Anda di halaman 1dari 2

Syarat – Syarat diterimanya Qira’at

Syarat-syarat diterimanya qira’at itu ada tiga hal yaitu:


1. Qira’at tersebut harus sesuai dengan kaidah-kaidah bahasa Arab’at
Kesesuaian qira’at tersebut dengan kaidah bahasa Arab sekalipun dalam satu segi, baik
fasih maupun lebih fasih. Sebab, qira’at adalah sunnah yang harus diikuti, diterima apa
adanya dan menjadi rujukan dengan berdasarkan pada isnad bukan pada rasio.
2. Sanad dari riwayat yang menceritakan qira’at-qira’at tersebut harus shahih
Qira’at itu isnadnya harus shahih, sebab qira’at merupakan merupakan sunnah yang
diikuti yang didasarkan pada penukilan dan keshahihan riwayat. Seringkali ahli bahasa
Arab mengingkari suatu qira’at hanya karena qira’at itu dianggap menyimpang dari
aturan atau lemah menurut kaidah bahasa, namun demikian para imam qira’at
bertanggung jawab atas pengingkaran mereka.

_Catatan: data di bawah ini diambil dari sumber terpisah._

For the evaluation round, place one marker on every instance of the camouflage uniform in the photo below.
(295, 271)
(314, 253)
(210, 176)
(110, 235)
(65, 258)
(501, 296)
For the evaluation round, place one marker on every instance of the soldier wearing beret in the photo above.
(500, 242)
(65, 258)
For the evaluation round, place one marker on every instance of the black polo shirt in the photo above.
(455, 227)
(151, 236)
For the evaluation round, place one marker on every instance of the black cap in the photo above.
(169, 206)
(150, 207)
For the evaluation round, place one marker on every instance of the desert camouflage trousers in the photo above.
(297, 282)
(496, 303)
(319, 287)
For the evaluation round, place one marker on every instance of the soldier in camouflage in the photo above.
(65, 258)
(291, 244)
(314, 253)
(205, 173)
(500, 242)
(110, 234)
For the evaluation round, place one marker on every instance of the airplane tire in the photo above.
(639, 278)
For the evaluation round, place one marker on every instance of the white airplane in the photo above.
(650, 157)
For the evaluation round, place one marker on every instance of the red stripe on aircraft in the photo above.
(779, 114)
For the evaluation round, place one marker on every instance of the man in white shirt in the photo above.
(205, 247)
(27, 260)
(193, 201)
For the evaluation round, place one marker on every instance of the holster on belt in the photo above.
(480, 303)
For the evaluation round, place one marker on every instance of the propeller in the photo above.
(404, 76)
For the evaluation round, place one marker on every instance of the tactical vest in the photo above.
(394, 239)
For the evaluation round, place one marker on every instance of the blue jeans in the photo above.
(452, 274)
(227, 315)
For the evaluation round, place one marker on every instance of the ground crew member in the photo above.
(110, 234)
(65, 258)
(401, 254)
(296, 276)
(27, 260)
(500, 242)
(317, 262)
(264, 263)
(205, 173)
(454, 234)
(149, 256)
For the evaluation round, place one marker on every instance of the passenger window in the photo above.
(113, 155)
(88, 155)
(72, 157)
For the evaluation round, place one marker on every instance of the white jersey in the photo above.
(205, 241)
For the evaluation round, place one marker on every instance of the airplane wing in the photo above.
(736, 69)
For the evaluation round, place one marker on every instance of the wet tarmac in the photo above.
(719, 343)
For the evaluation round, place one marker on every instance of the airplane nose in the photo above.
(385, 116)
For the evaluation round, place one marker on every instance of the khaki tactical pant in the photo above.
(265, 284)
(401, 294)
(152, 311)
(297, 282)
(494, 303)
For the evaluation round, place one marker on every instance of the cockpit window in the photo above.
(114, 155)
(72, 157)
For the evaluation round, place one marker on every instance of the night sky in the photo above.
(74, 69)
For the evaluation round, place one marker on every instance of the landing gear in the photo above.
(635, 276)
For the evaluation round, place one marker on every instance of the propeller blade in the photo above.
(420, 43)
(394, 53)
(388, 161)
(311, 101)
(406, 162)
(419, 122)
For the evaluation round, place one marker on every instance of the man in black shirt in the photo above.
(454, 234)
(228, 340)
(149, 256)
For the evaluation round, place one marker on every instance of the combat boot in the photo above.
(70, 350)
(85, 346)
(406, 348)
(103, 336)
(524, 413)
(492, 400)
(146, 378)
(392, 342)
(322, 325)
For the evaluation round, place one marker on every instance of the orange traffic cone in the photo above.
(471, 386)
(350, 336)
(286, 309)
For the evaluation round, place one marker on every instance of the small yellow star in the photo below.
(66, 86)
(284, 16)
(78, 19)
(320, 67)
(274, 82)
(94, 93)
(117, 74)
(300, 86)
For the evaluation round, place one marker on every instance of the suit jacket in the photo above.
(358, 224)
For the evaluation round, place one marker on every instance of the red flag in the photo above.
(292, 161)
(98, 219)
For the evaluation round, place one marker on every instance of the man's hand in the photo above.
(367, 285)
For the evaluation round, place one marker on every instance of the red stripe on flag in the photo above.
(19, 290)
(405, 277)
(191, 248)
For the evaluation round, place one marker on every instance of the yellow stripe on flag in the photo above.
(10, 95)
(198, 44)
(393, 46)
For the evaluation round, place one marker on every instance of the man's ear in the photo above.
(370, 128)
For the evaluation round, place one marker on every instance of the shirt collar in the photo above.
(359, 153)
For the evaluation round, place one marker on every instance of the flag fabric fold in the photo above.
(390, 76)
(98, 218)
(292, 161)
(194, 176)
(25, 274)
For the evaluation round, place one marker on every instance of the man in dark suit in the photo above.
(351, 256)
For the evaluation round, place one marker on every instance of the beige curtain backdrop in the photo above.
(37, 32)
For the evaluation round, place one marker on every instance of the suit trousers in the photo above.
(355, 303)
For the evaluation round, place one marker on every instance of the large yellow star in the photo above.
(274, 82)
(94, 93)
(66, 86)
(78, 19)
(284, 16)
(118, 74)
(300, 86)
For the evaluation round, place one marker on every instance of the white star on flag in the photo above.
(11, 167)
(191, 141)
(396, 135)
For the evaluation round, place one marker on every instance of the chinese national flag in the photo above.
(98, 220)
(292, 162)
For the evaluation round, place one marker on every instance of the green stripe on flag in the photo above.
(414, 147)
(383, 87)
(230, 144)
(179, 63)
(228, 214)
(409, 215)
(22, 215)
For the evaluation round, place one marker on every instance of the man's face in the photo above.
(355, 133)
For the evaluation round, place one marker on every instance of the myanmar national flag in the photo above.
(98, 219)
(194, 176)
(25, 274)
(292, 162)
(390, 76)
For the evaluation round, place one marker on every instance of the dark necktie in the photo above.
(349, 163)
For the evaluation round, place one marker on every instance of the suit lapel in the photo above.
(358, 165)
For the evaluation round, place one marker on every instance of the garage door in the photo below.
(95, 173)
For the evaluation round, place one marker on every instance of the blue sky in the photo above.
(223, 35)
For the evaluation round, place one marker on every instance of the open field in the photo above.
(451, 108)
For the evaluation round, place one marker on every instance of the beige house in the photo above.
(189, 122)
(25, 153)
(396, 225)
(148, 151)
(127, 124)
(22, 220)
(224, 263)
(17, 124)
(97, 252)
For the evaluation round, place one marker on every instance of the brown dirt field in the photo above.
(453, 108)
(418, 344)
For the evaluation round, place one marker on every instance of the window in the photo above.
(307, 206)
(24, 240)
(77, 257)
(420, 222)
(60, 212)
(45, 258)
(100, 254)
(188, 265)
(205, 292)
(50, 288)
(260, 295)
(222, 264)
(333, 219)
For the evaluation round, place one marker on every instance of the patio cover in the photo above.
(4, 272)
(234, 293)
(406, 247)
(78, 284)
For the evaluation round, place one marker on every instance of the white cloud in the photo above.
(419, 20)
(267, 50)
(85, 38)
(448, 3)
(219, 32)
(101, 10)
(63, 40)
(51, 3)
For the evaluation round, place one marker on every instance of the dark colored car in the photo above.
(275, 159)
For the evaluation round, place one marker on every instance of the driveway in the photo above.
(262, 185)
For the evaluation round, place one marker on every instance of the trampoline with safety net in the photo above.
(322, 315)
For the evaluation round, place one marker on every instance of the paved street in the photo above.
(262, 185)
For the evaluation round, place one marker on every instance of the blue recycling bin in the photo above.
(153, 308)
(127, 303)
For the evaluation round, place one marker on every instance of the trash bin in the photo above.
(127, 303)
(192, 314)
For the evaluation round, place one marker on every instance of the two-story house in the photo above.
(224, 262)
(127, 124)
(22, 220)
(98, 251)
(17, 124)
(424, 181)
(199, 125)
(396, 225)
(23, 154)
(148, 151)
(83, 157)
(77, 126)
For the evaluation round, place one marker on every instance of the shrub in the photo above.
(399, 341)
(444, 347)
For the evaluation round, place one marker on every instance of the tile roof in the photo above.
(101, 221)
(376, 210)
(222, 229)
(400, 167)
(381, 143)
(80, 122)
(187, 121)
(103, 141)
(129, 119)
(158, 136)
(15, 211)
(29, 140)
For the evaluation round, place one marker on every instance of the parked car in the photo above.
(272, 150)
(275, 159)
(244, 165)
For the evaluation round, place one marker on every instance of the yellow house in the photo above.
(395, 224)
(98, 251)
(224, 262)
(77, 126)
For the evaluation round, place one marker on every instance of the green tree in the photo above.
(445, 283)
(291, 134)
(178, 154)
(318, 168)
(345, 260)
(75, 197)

3. Bacaan dari qira’at tersebut harus cocok diterapkan kepada salah satu mushaf Utsmani
Qira’at sesuai dengan salah satu mushaf Utsmani, meskipun hanya sekedar mendekati
saja. Sebab, dalam penulisan mushaf-mushaf itu para sahabat telah bersungguh-
sungguh dalam rasm yang sesuai dengan bermacam-macam dialek qira’at yang
mereka ketahui.
Itulah beberapa patokan qira’at yang shahih. Apabila ketiga syarat itu telah terpenuhi, maka
qira’at tersebut adalah qira’at yang shahih dan dapat diterima, baik berasal dari qira’at sab’ah
atau qira’at asyra maupun qira’at arba’ata asyra. Apabila salah satu syarat atau lebih tidak
terpenuhi, maka qira’at itu dinamakan qira’at yang lemah, syadz atau batil.

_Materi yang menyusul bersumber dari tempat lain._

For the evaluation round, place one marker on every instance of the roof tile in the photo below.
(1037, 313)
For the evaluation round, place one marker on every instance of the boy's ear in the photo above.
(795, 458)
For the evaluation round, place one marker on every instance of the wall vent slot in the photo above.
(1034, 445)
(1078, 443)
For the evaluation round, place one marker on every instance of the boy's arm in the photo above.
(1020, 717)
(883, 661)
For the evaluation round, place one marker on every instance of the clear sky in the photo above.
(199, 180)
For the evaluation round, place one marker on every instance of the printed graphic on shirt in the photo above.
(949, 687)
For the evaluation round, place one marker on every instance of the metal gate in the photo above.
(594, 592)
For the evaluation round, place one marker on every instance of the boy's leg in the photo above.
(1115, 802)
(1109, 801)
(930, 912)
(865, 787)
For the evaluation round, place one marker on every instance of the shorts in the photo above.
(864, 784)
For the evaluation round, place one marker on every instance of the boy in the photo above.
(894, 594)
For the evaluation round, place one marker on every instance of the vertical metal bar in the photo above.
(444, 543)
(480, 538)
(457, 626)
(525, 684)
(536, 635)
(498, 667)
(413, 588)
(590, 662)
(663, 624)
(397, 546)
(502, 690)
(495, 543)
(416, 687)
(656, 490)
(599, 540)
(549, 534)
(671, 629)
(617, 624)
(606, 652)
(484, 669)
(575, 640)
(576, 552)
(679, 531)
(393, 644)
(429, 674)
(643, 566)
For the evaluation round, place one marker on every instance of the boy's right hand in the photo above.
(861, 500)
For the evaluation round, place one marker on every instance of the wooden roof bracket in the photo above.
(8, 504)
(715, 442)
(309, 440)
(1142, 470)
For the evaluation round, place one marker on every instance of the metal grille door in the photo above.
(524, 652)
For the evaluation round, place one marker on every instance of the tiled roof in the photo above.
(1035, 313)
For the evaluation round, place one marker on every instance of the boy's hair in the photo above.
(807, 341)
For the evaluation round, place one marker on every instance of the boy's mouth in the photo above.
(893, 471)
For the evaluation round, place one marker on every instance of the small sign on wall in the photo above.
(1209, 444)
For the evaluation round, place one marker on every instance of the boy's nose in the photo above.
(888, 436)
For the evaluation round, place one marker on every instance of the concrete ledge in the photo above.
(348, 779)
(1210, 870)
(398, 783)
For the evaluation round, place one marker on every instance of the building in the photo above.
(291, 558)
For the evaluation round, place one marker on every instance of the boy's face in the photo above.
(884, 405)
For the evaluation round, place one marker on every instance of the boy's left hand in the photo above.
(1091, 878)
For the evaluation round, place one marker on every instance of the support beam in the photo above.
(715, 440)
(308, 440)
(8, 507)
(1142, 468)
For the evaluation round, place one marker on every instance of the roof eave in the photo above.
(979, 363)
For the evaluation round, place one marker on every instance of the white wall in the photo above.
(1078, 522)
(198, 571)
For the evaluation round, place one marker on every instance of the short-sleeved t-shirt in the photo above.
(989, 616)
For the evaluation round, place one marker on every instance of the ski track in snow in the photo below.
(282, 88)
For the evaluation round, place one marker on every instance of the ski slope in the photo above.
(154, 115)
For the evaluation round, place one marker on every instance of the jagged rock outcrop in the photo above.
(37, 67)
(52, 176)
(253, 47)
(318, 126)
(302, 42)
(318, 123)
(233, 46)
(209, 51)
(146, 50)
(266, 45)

Ibnul Jauzi dalam kitab Munjidul Muqri’in mengganti syarat yang kedua (harus shahih
sanadnya) dengan harus mutawatir. Sebab, riwayat Al-Qur’an itu tidek bisa diterima kecuali
dengan sanad mutawatir. Misalnya, sanad-sanad qira’at-qira’at yang lebih dari qira’at asyrah
itu sanadnya shahih semua, sehingga berupa hadis-hadis ahad yang tidak mutawattir, sehingga
bukan Al-Qur’an dan tidak dapat diterima. Yang dapat diterima yang sanadnya mutawattir saja.
Pendapat Para Ulama tentang Qira’at
Prof. Manna Al-Qaththan didalam buku Mabahits fi Ulumil Qur’an mengatakan, jumhur ulama
berpendapat bahwa qira’at sab’ah adalah mutawatirah. Bahkan, qira’at tersebut dapat
digunakan untuk membaca ayat-ayat Al-Qur’an baik didalam shalat maupun diluar shalat.
Sebaliknya, qira’at yang tidak mutawatirah tidak boleh digunakan untuk membaca Al-Qur’an,
baik didalam shalat ataupun diluar shalat.
Imam Nawawi didalam buku Syarah Muhadzdzab mengatakan, bahwa yang tidak boleh untuk
membaca Al-Qur’an didalam shalat atau diluarnya adalah qira’at syadzdzah. Qira’at syadzdzah
tersebut tidak termasuk Al-Qur’an, karena sanadnya tidak shahih. Sebab, Al-Qur’an tidak dapat
diterapkan kecuali harus didasarkan sanad yang mutawattir. Sedangkan qira’at syadzdzah
sanadnya tidak mutawattir. Karena itu, jika ada orang lain yang berpendapat selain pendapat
diatas adalah pendapat yang salah. Demikian menurut Syeikh Nawawi.
Para fukaha Baghdad sepakat bahwa orang-orang yang membaca Al-Qur’an dengan qira’at
syadzdzah itu harus disuruh bertaubat, karena mereka termasuk orang yang berdosa. Bahkan,
Prof Manna Al-Qaththan mengatakan, tidak sah membaca Al-Qur’an dengan qira’at-qira’at
ahad, syadz, maudhu’ dan mudhraj.
Djalal, Abdul. 1998. Ulumul Qur’an. Surabaya: Dunia Ilmu.